[PYTHON] I had Spotify analyze the difference between the Beatles song and my own song and plotted it

Previous theory

The Beatles are still popular after 50 years

(Assuming high quality)

I think it's a career length that is easy to understand.

About 200 songs in about 10 years, a huge number of songs that can not be kept up.

It's perfect for analysis (brute force switching).

Talk about yourself

By the way, I'm also making music, and it's also on Spotify,

The source of the vague motive that you might understand something if you compare your own song with the Beatles song

I ran Python.

Spotipy

But I didn't analyze it in Python.

I just fetched the data that Spotify is analyzing (for recommendations?) Through the API.

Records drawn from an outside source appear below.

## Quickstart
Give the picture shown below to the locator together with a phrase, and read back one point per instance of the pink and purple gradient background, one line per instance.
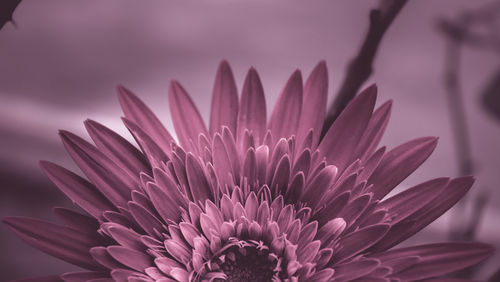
(62, 62)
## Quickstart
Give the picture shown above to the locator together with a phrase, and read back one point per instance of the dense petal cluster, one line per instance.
(248, 199)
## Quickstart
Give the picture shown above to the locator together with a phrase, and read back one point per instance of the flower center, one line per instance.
(248, 264)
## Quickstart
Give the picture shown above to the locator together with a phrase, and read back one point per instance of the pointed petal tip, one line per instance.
(321, 65)
(224, 64)
(124, 94)
(320, 70)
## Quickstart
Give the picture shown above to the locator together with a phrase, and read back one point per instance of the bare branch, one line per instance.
(7, 7)
(361, 66)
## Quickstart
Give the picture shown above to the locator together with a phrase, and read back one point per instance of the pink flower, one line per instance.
(247, 199)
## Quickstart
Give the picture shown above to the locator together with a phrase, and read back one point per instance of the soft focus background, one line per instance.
(61, 63)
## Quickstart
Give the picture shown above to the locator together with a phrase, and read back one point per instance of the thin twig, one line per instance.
(361, 66)
(7, 7)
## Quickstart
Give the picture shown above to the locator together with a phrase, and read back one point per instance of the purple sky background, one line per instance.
(64, 59)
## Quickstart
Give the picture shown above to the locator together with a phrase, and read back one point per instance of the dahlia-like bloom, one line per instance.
(249, 199)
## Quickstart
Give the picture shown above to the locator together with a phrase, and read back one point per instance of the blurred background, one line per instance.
(61, 61)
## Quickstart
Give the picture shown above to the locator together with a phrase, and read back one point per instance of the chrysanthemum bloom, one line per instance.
(249, 199)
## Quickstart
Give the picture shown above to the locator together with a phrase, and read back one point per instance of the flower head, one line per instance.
(249, 199)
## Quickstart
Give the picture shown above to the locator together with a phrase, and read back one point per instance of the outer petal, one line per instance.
(99, 169)
(55, 240)
(438, 259)
(187, 121)
(443, 201)
(286, 114)
(398, 163)
(77, 189)
(252, 112)
(117, 149)
(344, 135)
(224, 110)
(136, 111)
(314, 104)
(374, 131)
(51, 278)
(407, 202)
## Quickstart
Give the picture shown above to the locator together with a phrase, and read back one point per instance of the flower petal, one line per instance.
(344, 135)
(79, 190)
(358, 241)
(314, 104)
(407, 202)
(438, 259)
(374, 131)
(398, 163)
(100, 170)
(355, 269)
(443, 201)
(134, 259)
(117, 148)
(198, 183)
(187, 121)
(83, 276)
(286, 114)
(224, 110)
(151, 149)
(252, 111)
(58, 241)
(135, 110)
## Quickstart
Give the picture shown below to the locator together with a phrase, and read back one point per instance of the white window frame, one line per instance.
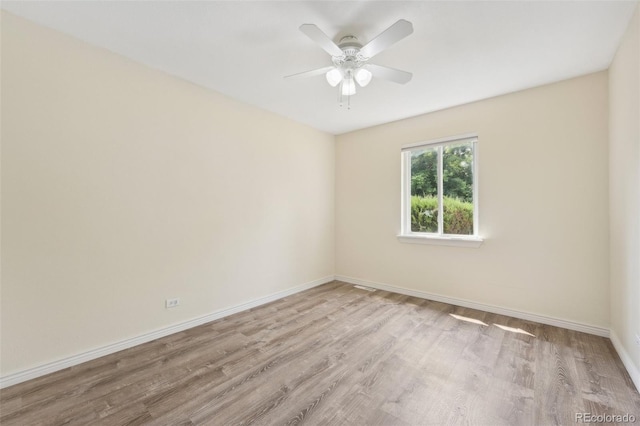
(439, 238)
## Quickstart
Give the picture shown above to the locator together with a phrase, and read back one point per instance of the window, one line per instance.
(439, 192)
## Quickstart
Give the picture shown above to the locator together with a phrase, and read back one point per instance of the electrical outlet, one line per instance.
(171, 303)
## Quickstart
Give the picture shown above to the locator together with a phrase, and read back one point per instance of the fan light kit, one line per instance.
(350, 59)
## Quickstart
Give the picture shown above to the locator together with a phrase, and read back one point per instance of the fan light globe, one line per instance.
(348, 87)
(334, 77)
(363, 76)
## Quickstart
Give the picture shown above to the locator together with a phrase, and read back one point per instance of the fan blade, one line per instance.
(391, 35)
(390, 74)
(311, 73)
(316, 34)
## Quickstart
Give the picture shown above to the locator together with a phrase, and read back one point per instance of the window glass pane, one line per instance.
(424, 190)
(457, 180)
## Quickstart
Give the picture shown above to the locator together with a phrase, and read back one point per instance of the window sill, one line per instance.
(465, 241)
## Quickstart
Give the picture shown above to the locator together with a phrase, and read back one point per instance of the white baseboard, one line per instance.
(631, 367)
(32, 373)
(571, 325)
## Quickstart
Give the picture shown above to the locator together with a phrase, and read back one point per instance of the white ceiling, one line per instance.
(460, 51)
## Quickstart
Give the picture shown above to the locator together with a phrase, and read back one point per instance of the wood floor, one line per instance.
(337, 355)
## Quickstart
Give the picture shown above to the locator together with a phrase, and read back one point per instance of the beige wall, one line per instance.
(624, 190)
(543, 185)
(123, 186)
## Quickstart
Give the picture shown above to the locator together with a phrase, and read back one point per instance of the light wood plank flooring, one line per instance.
(339, 355)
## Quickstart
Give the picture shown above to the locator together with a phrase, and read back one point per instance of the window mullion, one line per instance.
(440, 192)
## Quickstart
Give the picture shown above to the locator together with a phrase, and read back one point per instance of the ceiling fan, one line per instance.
(351, 59)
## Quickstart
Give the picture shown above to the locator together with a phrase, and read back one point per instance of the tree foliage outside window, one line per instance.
(456, 184)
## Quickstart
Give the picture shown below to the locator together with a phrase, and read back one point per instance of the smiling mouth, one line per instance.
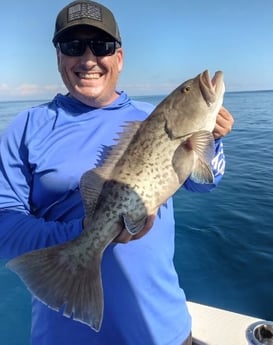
(89, 76)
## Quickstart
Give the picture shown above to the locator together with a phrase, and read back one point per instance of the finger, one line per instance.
(147, 227)
(123, 237)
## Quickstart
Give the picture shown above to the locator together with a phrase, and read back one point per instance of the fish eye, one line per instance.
(186, 89)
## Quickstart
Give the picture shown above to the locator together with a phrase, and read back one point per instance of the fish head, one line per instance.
(194, 105)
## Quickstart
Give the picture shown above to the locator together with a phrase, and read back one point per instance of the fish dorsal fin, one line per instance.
(202, 143)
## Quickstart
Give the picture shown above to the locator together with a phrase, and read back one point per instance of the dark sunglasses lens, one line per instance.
(102, 48)
(73, 48)
(78, 47)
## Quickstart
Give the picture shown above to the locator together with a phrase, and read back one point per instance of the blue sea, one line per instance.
(224, 239)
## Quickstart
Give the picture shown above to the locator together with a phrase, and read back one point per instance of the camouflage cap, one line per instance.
(87, 13)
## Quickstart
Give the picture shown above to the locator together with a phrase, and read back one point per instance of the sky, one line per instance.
(165, 43)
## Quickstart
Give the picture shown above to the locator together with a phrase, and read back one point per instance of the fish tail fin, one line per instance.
(62, 282)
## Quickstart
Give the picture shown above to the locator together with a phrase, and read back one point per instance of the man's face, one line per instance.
(90, 79)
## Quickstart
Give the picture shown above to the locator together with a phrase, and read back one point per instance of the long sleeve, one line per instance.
(20, 229)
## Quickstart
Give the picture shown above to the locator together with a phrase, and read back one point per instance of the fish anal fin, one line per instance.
(63, 284)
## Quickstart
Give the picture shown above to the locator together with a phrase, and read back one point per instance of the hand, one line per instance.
(125, 237)
(224, 123)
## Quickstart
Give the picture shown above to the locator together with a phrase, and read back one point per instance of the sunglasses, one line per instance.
(98, 48)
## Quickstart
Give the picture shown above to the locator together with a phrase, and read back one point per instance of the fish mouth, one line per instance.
(211, 89)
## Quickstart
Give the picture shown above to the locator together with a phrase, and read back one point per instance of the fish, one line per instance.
(149, 163)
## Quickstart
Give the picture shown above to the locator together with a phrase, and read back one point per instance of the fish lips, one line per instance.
(211, 89)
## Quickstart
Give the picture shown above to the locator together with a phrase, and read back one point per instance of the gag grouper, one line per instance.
(152, 159)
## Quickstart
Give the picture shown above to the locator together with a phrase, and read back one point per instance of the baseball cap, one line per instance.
(86, 13)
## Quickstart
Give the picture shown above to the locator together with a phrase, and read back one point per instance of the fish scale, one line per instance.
(151, 160)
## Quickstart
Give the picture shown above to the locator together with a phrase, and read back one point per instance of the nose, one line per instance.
(88, 56)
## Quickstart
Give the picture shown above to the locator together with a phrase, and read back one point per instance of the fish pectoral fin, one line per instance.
(91, 184)
(202, 143)
(133, 226)
(202, 172)
(58, 280)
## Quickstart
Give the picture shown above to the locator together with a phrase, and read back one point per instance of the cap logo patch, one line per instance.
(84, 11)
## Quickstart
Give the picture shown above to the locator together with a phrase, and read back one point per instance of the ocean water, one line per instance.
(224, 239)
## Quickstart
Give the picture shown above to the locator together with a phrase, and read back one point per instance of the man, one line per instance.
(44, 153)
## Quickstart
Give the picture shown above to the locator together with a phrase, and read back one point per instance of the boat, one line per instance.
(215, 326)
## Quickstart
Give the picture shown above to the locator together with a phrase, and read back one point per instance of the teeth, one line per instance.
(89, 75)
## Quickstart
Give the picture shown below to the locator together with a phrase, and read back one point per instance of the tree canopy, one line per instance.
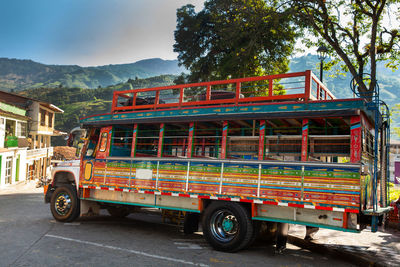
(234, 38)
(356, 36)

There is also a library for fetching, called Spotipy.

https://spotipy.readthedocs.io/en/2.16.1/

Authentication information

Create an APP from the Spotify Developer Portal.

Make a note of the client ID and Secret at this time.

For Spotipy, I'd like you to use environment variables, but it didn't work, so I pass the ID and Secret with ** direct **.

import spotipy
from spotipy.oauth2 import SpotifyClientCredentials
spotify = spotipy.Spotify(client_credentials_manager=SpotifyClientCredentials(
    client_id='hogehoge', client_secret='fugafuga'))

Now you can hit Spotify's API ... or rather, it's just like fetching it through Spotipy.

I will get it.

By the way, I found Playlist of 213 Beatles songs, so I used it.


beatles_uri = 'spotify:playlist:57z71mWZeq5xy0zEBvO5Cx'
results1 = spotify.playlist_items(beatles_uri)
songs1 = results1["items"]

results2 = spotify.playlist_items(beatles_uri, offset=100)
songs2 = results2["items"]

results3 = spotify.playlist_items(beatles_uri, offset=200)
songs3 = results3["items"]

songs1.extend(songs2)
songs1.extend(songs3)
songs = songs1

There are 213 songs, but it seems that up to 100 songs can be taken at the same time, so I divided them into three.

for song in songs:
    ana = spotify.audio_features(song["track"]["uri"])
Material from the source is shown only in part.